Check_MK Version: 1.2.4p2
Date: 2015-28-12 16:31:01
Host: f5a
Service: Open Connections
Check type: f5_bigip_conns
Item: None
Parameters: {'conns': (25000, 30000), 'ssl_conns': (25000, 30000)}
Traceback (most recent call last):
File "/var/lib/check_mk/precompiled/f5a", line 1115, in do_all_checks_on_host
n
File "/var/lib/check_mk/precompiled/f5a", line 3717, in check_f5_bigip_conns
ValueError: invalid literal for int() with base 10: ''
./info0000644000075700000600000000001412640261705011323 0ustar icingaapache[['3', '']]
What this says, basically, is that the return data from the check is a structure with two values: one for connections and one of ssl connections. In my case, I am getting a value of ‘3′ for connections and ‘’ for ssl connections, which is not a valid integer value. Troubleshooting this further requires diving into the check definition to figure out how the values are retrieved from the BigIP device.

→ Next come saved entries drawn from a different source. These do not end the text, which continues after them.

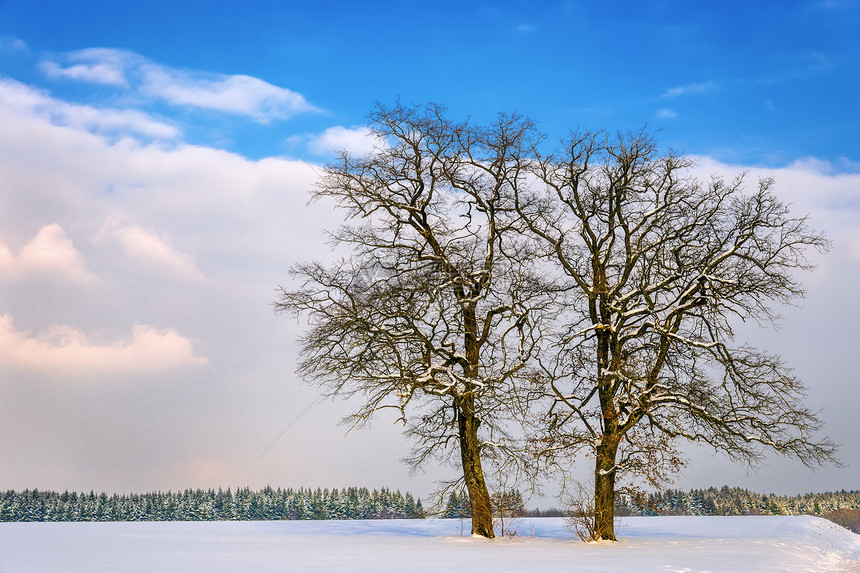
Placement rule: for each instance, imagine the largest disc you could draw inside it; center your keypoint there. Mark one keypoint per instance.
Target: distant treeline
(735, 501)
(208, 505)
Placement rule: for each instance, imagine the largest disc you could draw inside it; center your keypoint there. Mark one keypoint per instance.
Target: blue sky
(761, 83)
(148, 212)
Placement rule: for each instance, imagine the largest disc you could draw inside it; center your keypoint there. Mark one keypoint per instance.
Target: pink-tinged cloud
(49, 254)
(146, 247)
(64, 351)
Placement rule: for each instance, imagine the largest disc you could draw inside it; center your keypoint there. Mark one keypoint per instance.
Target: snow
(665, 544)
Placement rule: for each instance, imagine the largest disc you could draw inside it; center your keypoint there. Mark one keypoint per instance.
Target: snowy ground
(666, 544)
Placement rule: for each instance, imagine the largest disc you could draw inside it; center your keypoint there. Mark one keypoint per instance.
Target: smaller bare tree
(432, 315)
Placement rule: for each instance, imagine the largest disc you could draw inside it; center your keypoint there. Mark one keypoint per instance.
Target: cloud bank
(235, 94)
(65, 352)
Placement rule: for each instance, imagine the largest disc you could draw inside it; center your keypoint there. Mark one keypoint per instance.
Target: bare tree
(659, 266)
(431, 313)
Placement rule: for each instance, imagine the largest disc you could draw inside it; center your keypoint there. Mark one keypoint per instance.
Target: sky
(156, 160)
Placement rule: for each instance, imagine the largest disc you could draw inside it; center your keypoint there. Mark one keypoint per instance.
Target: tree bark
(470, 453)
(604, 489)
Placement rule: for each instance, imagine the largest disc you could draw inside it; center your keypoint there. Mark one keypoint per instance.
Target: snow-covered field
(666, 544)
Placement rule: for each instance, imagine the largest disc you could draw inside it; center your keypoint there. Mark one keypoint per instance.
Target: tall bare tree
(431, 312)
(659, 267)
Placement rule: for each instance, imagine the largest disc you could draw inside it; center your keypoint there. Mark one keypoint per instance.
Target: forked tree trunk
(470, 453)
(604, 489)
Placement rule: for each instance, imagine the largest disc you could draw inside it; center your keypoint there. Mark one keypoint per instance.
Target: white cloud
(239, 94)
(96, 65)
(689, 89)
(64, 350)
(11, 45)
(21, 99)
(357, 140)
(145, 246)
(49, 254)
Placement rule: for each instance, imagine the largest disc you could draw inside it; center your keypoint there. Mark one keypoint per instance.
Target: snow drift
(666, 544)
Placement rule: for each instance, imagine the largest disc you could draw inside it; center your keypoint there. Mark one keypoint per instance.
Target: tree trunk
(604, 489)
(470, 452)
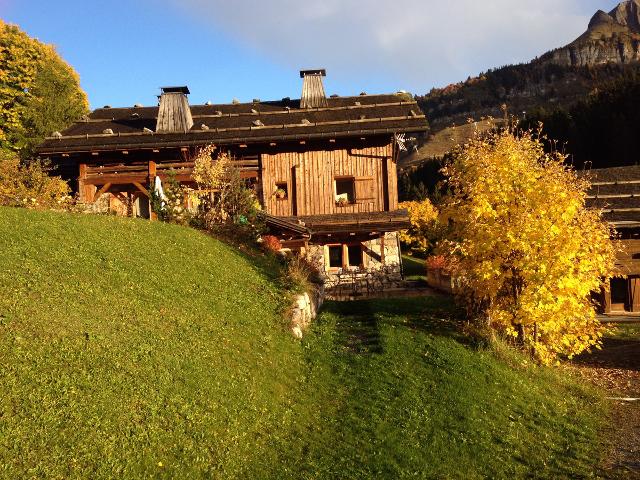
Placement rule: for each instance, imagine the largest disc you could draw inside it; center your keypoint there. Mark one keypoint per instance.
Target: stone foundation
(305, 309)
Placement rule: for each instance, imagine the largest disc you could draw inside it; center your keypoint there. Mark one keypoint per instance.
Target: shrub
(31, 186)
(223, 199)
(436, 262)
(299, 273)
(271, 243)
(170, 207)
(424, 230)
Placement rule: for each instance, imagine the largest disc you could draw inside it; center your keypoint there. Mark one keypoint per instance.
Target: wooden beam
(635, 294)
(141, 188)
(104, 188)
(151, 178)
(606, 299)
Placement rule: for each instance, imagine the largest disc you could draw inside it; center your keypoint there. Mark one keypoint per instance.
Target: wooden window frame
(344, 178)
(282, 186)
(345, 256)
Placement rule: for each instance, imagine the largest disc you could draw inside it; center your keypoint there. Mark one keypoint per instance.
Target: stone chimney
(313, 95)
(174, 114)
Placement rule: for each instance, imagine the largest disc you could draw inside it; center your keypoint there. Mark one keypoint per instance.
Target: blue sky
(245, 49)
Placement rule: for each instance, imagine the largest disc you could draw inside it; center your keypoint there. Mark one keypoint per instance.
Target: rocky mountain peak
(628, 14)
(612, 37)
(601, 19)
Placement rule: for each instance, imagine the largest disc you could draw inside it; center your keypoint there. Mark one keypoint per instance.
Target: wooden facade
(324, 169)
(310, 181)
(616, 191)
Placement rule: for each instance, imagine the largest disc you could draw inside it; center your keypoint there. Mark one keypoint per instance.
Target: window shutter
(365, 189)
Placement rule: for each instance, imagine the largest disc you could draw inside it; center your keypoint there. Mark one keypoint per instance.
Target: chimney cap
(319, 71)
(183, 89)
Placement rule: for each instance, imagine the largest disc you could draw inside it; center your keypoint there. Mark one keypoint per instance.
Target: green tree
(39, 92)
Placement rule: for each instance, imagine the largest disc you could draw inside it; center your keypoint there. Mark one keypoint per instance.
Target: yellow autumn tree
(526, 252)
(424, 226)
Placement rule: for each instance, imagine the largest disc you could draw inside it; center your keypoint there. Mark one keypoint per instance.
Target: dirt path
(616, 368)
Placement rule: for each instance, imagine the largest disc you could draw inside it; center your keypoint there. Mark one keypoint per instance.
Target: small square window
(345, 190)
(335, 256)
(354, 253)
(282, 192)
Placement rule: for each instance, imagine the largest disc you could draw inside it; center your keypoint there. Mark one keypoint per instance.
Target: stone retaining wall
(305, 309)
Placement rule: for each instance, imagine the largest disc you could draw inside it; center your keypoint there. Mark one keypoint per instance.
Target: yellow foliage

# tail -15 /usr/share/check_mk/checks/f5_bigip_conns
check_info["f5_bigip_conns"] = {
'check_function' : check_f5_bigip_conns,
'inventory_function' : inventory_f5_bigip_conns,
'service_description' : 'Open Connections',
'has_perfdata' : True,
'group' : 'f5_connections',
'default_levels_variable' : 'f5_bigip_conns_default_levels',
'snmp_info' : ( '.1.3.6.1.4.1.3375.2.1.1.2', [
'1.8', # sysStatServerCurConns
'9.2', # sysClientsslStatCurConns
] ),
'snmp_scan_function' : lambda oid: '.1.3.6.1.4.1.3375.2' in \
oid(".1.3.6.1.2.1.1.2.0") and "big-ip" in \
oid(".1.3.6.1.4.1.3375.2.1.4.1.0").lower(),
}
Looking in the check definition, we can see that the info structure is populated from the output of a few SNMP OIDs, namely:
.1.3.6.1.4.1.3375.2.1.1.2.1.8 for conns
.1.3.6.1.4.1.3375.2.1.1.2.9.2 for ssl_conns
Querying the F5 device manually, I can see that the latter oid returns no data, and this is what is causing the ‘’ return value instead of a numeric value. If I back off the last digit or two from the oid and use snmpwalk and grep for ssl, I can see other oids which return connection counts. It looks like in the version of LTM we are running the data is not returning data as Check_MK expects.
After digging around for a bit, I refreshed the snmp configuration in the F5 device and configsync’d the two, and I can see the data again. Once this was done the checks are once again returning counts for SSL connections.
The crash reports and reading the python check_mk check code can help you diagnose most issues that would cause a check crash failure to occur.